THE LEAST SUCCESSFUL NATIONAL MOURNING:
India was swept with grief on 22 March 1979 when the Indian Prime Minister,
Mr. Moraji Desai, informed Parliament that Jayaprakash Narayan, the patriot
elder statesman, had died in a Bombay hospital.
The Prime Minister delivered a moving eulogy and Parliament was adjourned.
Flags were lowered to half-mast. The news was flashed all over the
sub-continent. Funeral music was broadcast on All-India Radio. Schools and
shops closed down throughout the land. The entire nation plunged into
mourning for over an hour.
Everyone was shaken by the news, none more than Mr. Jayaprakash Narayan who
was in bed convalescing.
‘I’m sorry about that’, said the Prime Minister afterwards. The information
had apparently come from the director of the Intelligence Bureau, one of
whose staff had seen a body being carried out of the hospital.
THE BURGLAR WHO FELL IN LOVE WITH HIS VICTIM:
One of the great romantic encounters occurred in November 1978 between a
Streatham burglar and a blonde lady into whose house he had broken.

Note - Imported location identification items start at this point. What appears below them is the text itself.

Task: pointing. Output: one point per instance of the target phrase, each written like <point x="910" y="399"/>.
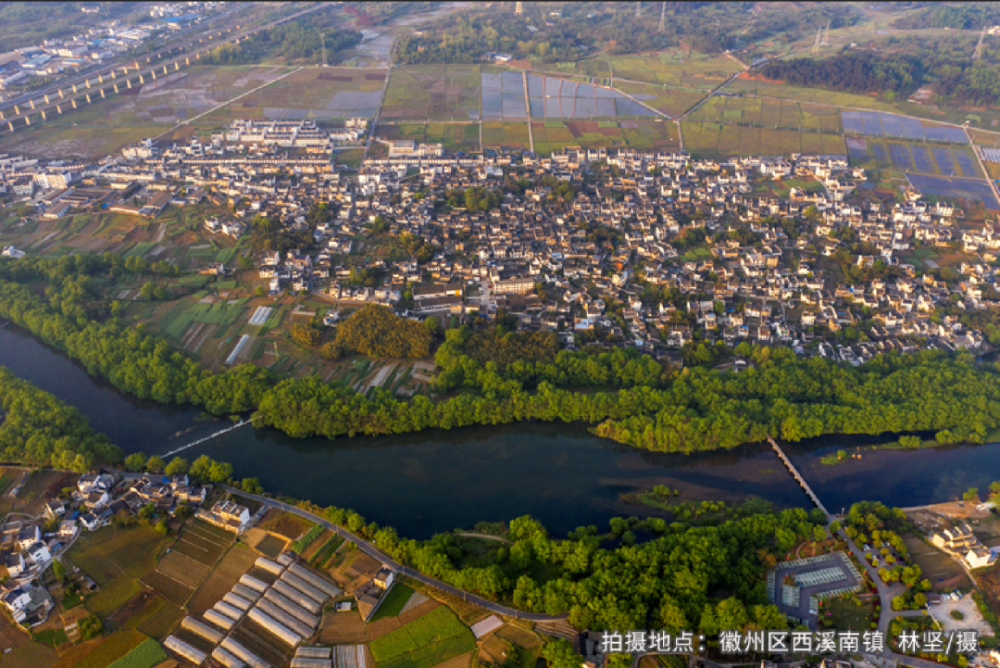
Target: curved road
<point x="375" y="553"/>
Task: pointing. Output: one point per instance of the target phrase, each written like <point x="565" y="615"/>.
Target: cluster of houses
<point x="682" y="250"/>
<point x="741" y="289"/>
<point x="28" y="547"/>
<point x="96" y="46"/>
<point x="294" y="134"/>
<point x="962" y="544"/>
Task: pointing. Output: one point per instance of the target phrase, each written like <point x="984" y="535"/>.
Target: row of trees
<point x="637" y="400"/>
<point x="858" y="72"/>
<point x="672" y="582"/>
<point x="955" y="75"/>
<point x="378" y="332"/>
<point x="39" y="430"/>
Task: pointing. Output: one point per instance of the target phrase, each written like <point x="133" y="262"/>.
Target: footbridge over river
<point x="798" y="476"/>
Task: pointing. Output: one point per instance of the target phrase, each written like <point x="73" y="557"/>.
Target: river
<point x="438" y="480"/>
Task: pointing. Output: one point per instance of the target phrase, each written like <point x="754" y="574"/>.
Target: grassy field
<point x="284" y="524"/>
<point x="671" y="101"/>
<point x="757" y="111"/>
<point x="708" y="139"/>
<point x="505" y="134"/>
<point x="145" y="655"/>
<point x="433" y="92"/>
<point x="844" y="615"/>
<point x="393" y="603"/>
<point x="451" y="136"/>
<point x="677" y="67"/>
<point x="554" y="134"/>
<point x="113" y="648"/>
<point x="30" y="655"/>
<point x="112" y="552"/>
<point x="427" y="641"/>
<point x="312" y="92"/>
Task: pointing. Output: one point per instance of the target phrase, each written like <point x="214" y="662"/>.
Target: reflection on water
<point x="437" y="480"/>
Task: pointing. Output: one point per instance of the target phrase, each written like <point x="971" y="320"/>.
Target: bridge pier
<point x="798" y="476"/>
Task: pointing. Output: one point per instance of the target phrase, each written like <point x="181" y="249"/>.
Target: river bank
<point x="437" y="480"/>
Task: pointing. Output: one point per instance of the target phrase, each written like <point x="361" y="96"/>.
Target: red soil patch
<point x="758" y="77"/>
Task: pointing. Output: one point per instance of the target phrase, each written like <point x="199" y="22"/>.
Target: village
<point x="120" y="562"/>
<point x="125" y="562"/>
<point x="651" y="250"/>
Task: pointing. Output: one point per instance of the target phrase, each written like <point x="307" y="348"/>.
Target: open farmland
<point x="452" y="136"/>
<point x="769" y="113"/>
<point x="237" y="561"/>
<point x="311" y="92"/>
<point x="677" y="67"/>
<point x="719" y="140"/>
<point x="501" y="134"/>
<point x="671" y="101"/>
<point x="432" y="92"/>
<point x="427" y="641"/>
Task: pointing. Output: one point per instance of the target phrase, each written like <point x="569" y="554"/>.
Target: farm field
<point x="432" y="92"/>
<point x="941" y="113"/>
<point x="718" y="140"/>
<point x="915" y="157"/>
<point x="312" y="92"/>
<point x="671" y="101"/>
<point x="452" y="136"/>
<point x="427" y="641"/>
<point x="757" y="111"/>
<point x="677" y="67"/>
<point x="505" y="134"/>
<point x="553" y="135"/>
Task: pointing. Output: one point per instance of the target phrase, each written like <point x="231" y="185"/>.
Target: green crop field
<point x="433" y="92"/>
<point x="146" y="655"/>
<point x="765" y="112"/>
<point x="505" y="134"/>
<point x="676" y="67"/>
<point x="393" y="603"/>
<point x="451" y="136"/>
<point x="712" y="140"/>
<point x="112" y="649"/>
<point x="302" y="543"/>
<point x="427" y="641"/>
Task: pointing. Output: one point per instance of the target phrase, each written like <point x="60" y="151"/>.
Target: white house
<point x="28" y="536"/>
<point x="15" y="565"/>
<point x="17" y="600"/>
<point x="91" y="521"/>
<point x="40" y="555"/>
<point x="67" y="530"/>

As soon as he saw the lady he changed his tack entirely, choosing this, of
all unlikely moments to woo her. After thirty minutes he was getting on so
famously that he tried to kiss her. To his horror, she not only refused, but
also felled him with a right-hand punch, a left jab and a half-nelson.
In this state she frog-marched him to the porter’s lodge, while hitting him
on the head with a spare shoe.
‘She was no ordinary helpless female,’ the burglar commented, on discovering
that prior to a sex change she had been employed as a bricklayer.